Secure Software Systems

Code	11488
Year	1
Semester	S2
ECTS Credits	6
Workload	PL(30H)/T(30H)
Scientific area	Informatics
Entry requirements	.
Mode of delivery	Face-to-face instruction.
Work placements	Not applicable.
Learning outcomes	The objectives of this Course Unit are to consolidate the knowledge acquired in the course unit of computer security and to study advanced topics in implementation and engineering of secure software systems. It aims for the development of a critical conscience in the student regarding security problems in data communications and in the software during all of its development phases. At the end of the course unit, the student should be able to: properly implement and integrate modern cryptography mechanisms and protocols; correctly configure security mechanisms in operating systems; identify security issues in software and practices to minimize them, particularly in Web applications; enforce security by design and practice the development of applications with fewer vulnerabilities, based on a more rigorous process of software engineering and on the design of penetration testing.

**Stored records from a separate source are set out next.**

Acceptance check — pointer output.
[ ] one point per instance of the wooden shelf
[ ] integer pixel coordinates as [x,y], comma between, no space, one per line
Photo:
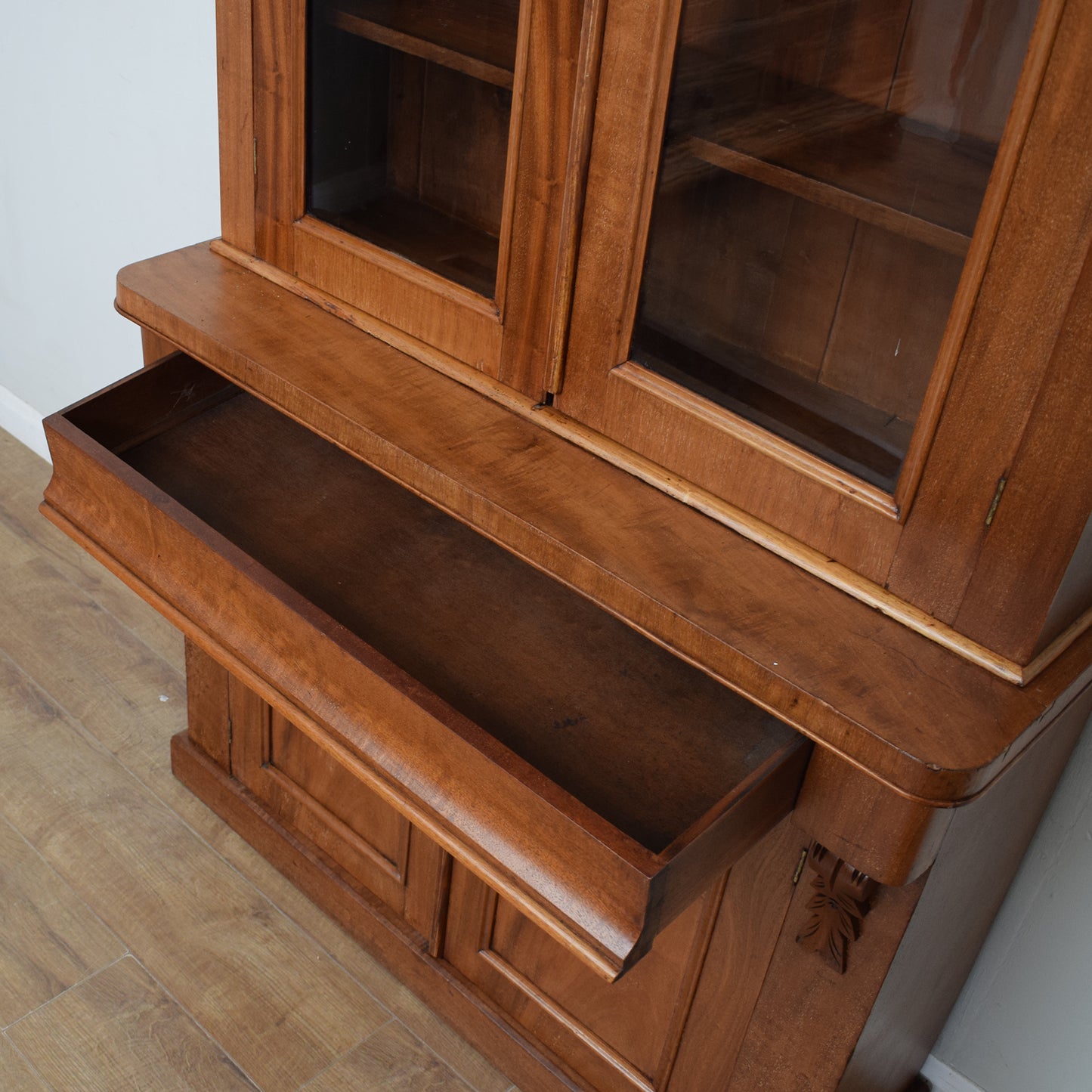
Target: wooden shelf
[425,236]
[476,39]
[834,426]
[842,154]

Syllabus	1. Revision of modern cryptography related concepts and mechanisms. 4. Remote and software Authentication; Zero Knowledge Protocols. 3. Elliptic Curve Cryptography. 4. Protection mechanisms in Operative Systems. 5. Buffer overflow, integer handling vulnerabilities; and race condition vulnerabilities. 6. Security and vulnerabilities in web applications. 7. Input validation and dynamic protection. 8. Attack modeling, designing and auditing software. 9. Static code analysis. 10. Anti-piracy techniques
Main Bibliography	1. Main References Miguel Pupo Correia and Paulo Jorge Costa, Segurança no Software, FCA - Editora de Informática, pp. 462, 2010. Serge Vaudenay, A Classical Introduction to Cryptography Applications for Communications Security, Springer, pp. 370, 2005. 2. Secondary References Thomas Baigneres, Pascal Junod, Yi Lu, Jean Monnerat, Serge Vaudenay, A Classical Introduction to Cryptography Exercise Book, Springer, pp. 254, 2005. André Zúquete, Segurança em Redes Informáticas, FCA - Editora de Informática, 3ª Ed. (actualizada e aumentada), pp. 432, 2012. Margaret Cozzens, Steven J. Miller, The Mathematics of Encryption : An Elementary Introduction, American Mathematical Society (AMS), 2013. Alfred J. Menezes, Paul C. van Oorschot and Scott A. Vanstone, Handbook of Applied Cryptography, CRC Press. Douglas R. Stinson, Cryptography: Theory and Practice, (3nd Ed.) CRC Press. 2005.
Language	Portuguese. Tutorial support is available in English.